Reflections on Easter

One of the ancient hymns for the Holy Saturday has the words:

To earth the Master came down to save Adam,
and not finding him on earth,
He descended into the realm of the dead seeking him there.
Adam was afraid when God walked in Paradise.
But now he rejoices when God descends into Hades.
Then he fell, but now he is raised up.

This is the image on the icon of the Resurrection, depicting the harrowing of hell. Our Lord stands on the broken gates of Hades, grasping Adam and Eve by the hands, surrounded by the Old Testament Saints.

He now holds the keys of death and hell. The price of sin which He has paid is death itself. He has entered into its shadowy reality and made the way through it for all of us. Trampling down death by death, and on those in the tombs bestowing life. A change has been wrought in the very fabric of existence, which is why this Feast is the center of the Christian year, the queen of feasts.

Those in Christ, who enter mystically into His death in holy Baptism, also enter mystically into His Resurrection.

In his sonnet “The Resurrection”, the great poet and preacher, John Donne uses an alchemical image to describe the new mode of being into which Jesus entered through the resurrection from the dead, and which is now available to us through our incorporation and participation in Him:
“He was all gold when he lay down, but rose / All tincture.”

One object of alchemy was to discover the tincture which would turn baser metals into gold. Bur it also had a spiritual aspect – to turn the baser metal of the soul into an enlightened and superior substance, as it were. The Risen Christ, in this image, has become this true tincture, turning the lives He enters into “gold”.

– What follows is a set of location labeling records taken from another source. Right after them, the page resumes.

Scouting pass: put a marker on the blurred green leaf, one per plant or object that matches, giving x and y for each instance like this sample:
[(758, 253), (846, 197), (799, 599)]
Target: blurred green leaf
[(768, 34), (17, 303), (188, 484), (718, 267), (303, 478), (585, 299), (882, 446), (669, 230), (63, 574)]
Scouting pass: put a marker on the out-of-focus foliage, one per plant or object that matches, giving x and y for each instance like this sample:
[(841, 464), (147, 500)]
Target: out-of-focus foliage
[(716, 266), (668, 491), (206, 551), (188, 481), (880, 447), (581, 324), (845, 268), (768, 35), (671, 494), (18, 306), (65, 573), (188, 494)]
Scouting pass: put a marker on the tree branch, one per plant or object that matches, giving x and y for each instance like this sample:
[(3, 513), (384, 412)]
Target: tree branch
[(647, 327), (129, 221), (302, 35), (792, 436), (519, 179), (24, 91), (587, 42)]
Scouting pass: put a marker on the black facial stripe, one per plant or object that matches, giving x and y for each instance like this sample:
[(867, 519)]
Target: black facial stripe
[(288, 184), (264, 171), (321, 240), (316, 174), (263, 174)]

For us, Baptism and Chrismation are not mere outward expressions of one’s conversion, but spiritual transactions. The Great High Priest, the celebrant of all the Mysteries of the Church, effects a transformation of the soul, which, of course, must be entered into with repentance and faith. And it must be entered into daily, rather than once for all at some catalogued moment of conversion. This spiritual transaction is a primary act of faith. We enter into the Resurrection of Christ, not as some sort of emotional, or symbolic action, but in the depths of our souls.

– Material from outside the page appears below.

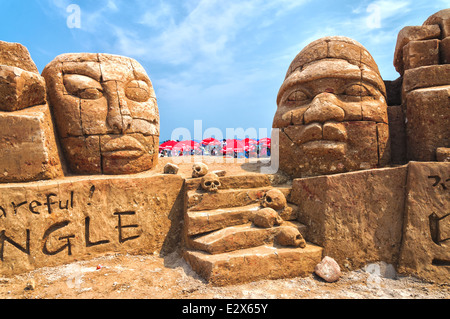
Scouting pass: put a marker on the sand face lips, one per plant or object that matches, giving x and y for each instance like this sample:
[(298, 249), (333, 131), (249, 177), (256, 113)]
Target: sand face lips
[(123, 147)]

We are new creatures who bear the Resurrection of Christ in our very bones by the Spirit of God that we may manifest the Risen life of Christ. A new life is at work in us now. We may ignore it, or we may embrace it, as we will, but we cannot deny it. And it has forever changed the way we experience death, if we enter by faith into the mysteries of baptism, chrismation and Eucharist.

The Resurrection transforms us as it transforms time, and marks Sunday, the Lord’s day and especially this Lord’s Day of the Resurrection as both the 8th day of the in-breaking of eternity into time, and the 1st day of the new creation, which awaits its own complete manifestation in the fulness of time.

This is our new reality, the power of the Resurrection, preparing us for entry into the life of the age to come. Incorporating us into the Body of the One Who has died and risen again, Whose tree has become the Tree of Life for all who will partake of its fruit.

As St. Paul writes to the Romans:

“If the Spirit of him who raised Jesus from the dead dwells in you, he who raised Christ Jesus from the dead will give life to your mortal bodies also through his Spirit which dwells in you.”